Carfentanil, whose presence is gradually increasing in the heroin supply, is 100 times more potent than fentanyl. It was one of the fentanyl drugs that Russian special forces used against Chechens in 2002, and medical responders didn’t know either the composition of the gas or how to counteract it.
“There was a report of a seizure in Canada [in 2016], where police confiscated a batch of carfentanil that contained enough to kill 50 million people,” Comer said. This batch weighed 1 kilogram, or a mere 2.2 pounds.
The dangerous nature of carfentanil raises another potential worry about medication-assisted therapy with methadone and buprenorphine. If a patient relapses, which happens 10 to 60 percent of the time, then the person may risk a fatal exposure in places where carfentanil or fentanyl taints the heroin supply.
“This is what we believe is contributing to some of the incredible increases in overdose deaths, because carfentanil is an incredibly potent compound,” Comer said. That’s because the drug has a fast onset and produces an incredibly profound decrease in respiration, the main thing that kills people during an opioid overdose. (Fentanyl is so potent that two states want to use it for executions.)
Doctors say medication-assisted therapy saves lives by keeping people from seeking heroin, especially when compared to going cold turkey. Without buprenorphine and methadone maintenance therapy, a person is two to three times more likely to overdose, respectively, making these drugs the sole current option for fighting the fentanyl crisis.
“I don’t have something else to offer. As much as I would love to have absolutely proven techniques to address fentanyl itself, I don’t have this,” Compton said. “What I do have are medications that have been useful for a variety of different opioids, whether people are addicted to prescription opioids or heroin, they [medication-assisted therapies] show a very positive benefit.”
Compton said the major priority right now is finding a way to treat the extreme exposures to fentanyl and carfentanil. The key may be upping the dosage of methadone or buprenorphine, so a user can’t get high off fentanyl, or increasing access to these medication-assisted therapies. But he also floated a fentanyl vaccine as one potential option for the future.
“That’s an approach that some of our [NIDA-backed] researchers are fairly far along in terms of developing,” Compton said. In rodent models, a preliminary version of the vaccine appears able to produce antibodies that clear fentanyl from the brain and prevent an opioid reaction.

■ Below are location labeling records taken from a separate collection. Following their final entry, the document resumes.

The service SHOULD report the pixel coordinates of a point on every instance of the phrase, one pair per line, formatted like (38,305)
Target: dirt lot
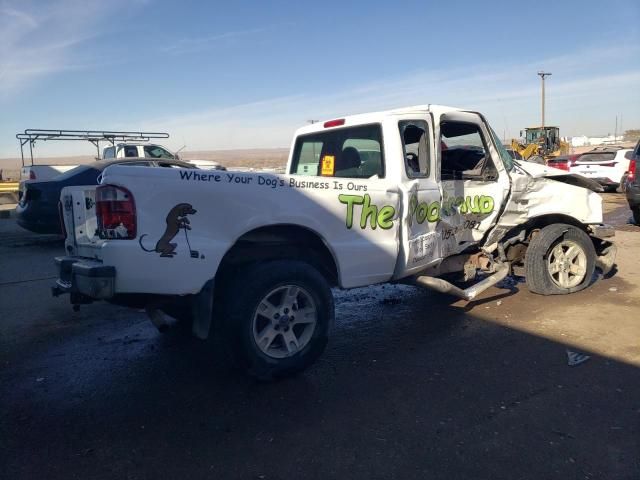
(413,385)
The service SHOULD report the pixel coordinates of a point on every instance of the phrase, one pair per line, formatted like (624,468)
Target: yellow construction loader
(540,144)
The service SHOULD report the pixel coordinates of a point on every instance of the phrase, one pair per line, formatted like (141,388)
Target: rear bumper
(633,194)
(84,279)
(606,182)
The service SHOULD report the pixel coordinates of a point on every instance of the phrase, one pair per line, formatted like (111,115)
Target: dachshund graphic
(176,219)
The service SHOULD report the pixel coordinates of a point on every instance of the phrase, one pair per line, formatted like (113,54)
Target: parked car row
(608,166)
(632,184)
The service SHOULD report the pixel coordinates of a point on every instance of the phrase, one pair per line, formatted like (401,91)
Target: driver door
(474,181)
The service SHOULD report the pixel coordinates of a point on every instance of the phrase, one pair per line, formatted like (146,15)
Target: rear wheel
(560,259)
(277,317)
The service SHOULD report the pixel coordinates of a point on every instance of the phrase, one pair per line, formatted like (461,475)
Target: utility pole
(542,75)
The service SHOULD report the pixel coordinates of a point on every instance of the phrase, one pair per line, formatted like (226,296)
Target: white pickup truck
(405,195)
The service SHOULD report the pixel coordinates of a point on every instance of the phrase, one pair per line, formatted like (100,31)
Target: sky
(246,74)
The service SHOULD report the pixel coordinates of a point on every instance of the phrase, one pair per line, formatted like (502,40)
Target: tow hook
(158,318)
(440,285)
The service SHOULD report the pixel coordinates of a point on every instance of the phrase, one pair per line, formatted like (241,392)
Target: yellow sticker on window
(328,165)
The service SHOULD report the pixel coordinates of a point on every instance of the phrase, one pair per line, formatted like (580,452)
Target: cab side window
(154,151)
(352,152)
(130,151)
(464,154)
(415,146)
(108,153)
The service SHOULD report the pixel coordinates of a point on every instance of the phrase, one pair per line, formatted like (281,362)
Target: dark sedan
(38,207)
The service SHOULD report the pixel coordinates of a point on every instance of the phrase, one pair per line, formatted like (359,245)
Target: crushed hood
(542,171)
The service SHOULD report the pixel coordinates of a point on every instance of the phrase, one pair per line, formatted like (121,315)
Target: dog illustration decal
(176,220)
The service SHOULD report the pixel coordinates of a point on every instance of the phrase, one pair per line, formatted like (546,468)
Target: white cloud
(198,44)
(584,94)
(39,39)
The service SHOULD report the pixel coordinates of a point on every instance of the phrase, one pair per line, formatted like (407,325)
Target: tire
(560,259)
(264,337)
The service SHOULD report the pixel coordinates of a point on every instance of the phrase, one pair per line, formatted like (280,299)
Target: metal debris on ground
(576,358)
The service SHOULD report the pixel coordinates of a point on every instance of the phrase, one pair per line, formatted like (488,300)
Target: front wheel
(277,317)
(560,259)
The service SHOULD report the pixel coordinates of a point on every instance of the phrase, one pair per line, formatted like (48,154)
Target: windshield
(504,154)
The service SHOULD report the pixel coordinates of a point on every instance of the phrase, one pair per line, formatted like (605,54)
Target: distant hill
(249,158)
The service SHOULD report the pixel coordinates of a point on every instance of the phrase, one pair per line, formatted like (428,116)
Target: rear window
(153,151)
(354,152)
(597,157)
(76,171)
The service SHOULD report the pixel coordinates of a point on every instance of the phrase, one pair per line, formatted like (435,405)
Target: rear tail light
(29,195)
(115,213)
(559,164)
(63,229)
(572,160)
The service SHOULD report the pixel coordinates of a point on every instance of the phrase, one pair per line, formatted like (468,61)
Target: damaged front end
(542,195)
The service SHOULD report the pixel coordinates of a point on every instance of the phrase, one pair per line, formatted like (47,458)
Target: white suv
(606,165)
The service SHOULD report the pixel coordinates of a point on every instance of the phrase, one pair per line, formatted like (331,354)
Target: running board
(470,293)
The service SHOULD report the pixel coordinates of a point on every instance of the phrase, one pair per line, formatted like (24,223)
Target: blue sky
(224,75)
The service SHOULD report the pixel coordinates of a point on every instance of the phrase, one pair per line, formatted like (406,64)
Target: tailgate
(78,210)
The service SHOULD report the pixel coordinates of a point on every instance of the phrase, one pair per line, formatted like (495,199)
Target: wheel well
(544,220)
(515,249)
(281,242)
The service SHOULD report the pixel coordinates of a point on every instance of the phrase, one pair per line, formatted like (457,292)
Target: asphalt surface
(413,385)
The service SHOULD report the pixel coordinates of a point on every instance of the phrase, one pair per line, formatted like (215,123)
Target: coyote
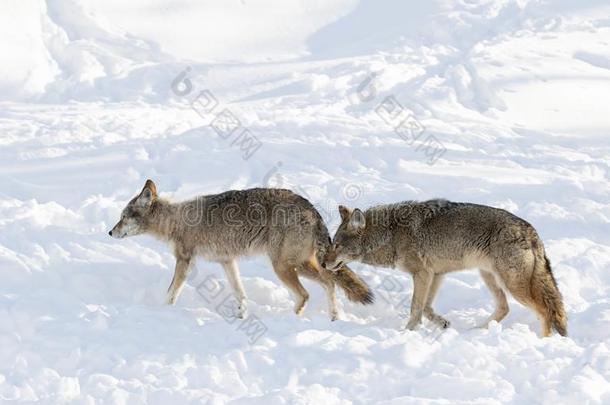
(429,239)
(229,225)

But will this vaccine work for all the different variations of fentanyl, like carfentanil? Compton said that’s one of many questions that will need addressing before a vaccine is ready for humans.
READ MORE: How treating opioids with more opioids has divided the recovery community
“Because of the urgency of the overdose situation and the potential for this [vaccine] being very useful in emergency settings, we’re certainly continuing to support it and look forward to their getting to the clinical testing phase,” Compton said.
Earley said that regardless of what emerges therapeutically, medication-assisted therapy will always be a short-run solution — a pitstop on a long road to recovery.
“Because if you’re living in a situation where everyone around you is using heroin or heroin-laced with fentanyl or carfentanil, even if you’re on medication-assisted therapy, it’s just a matter of time before you relapse,” Earley said.
The journey may mean creating a new life: installing barriers to drug use through therapy, getting away from drug-using friends and reconnecting with family.
“There’s no doubt that you have to do more than just put someone on a drug,” Earley said. “You need to teach people recovery skills, drug reversal skills. You need to help people reengineer their lives.”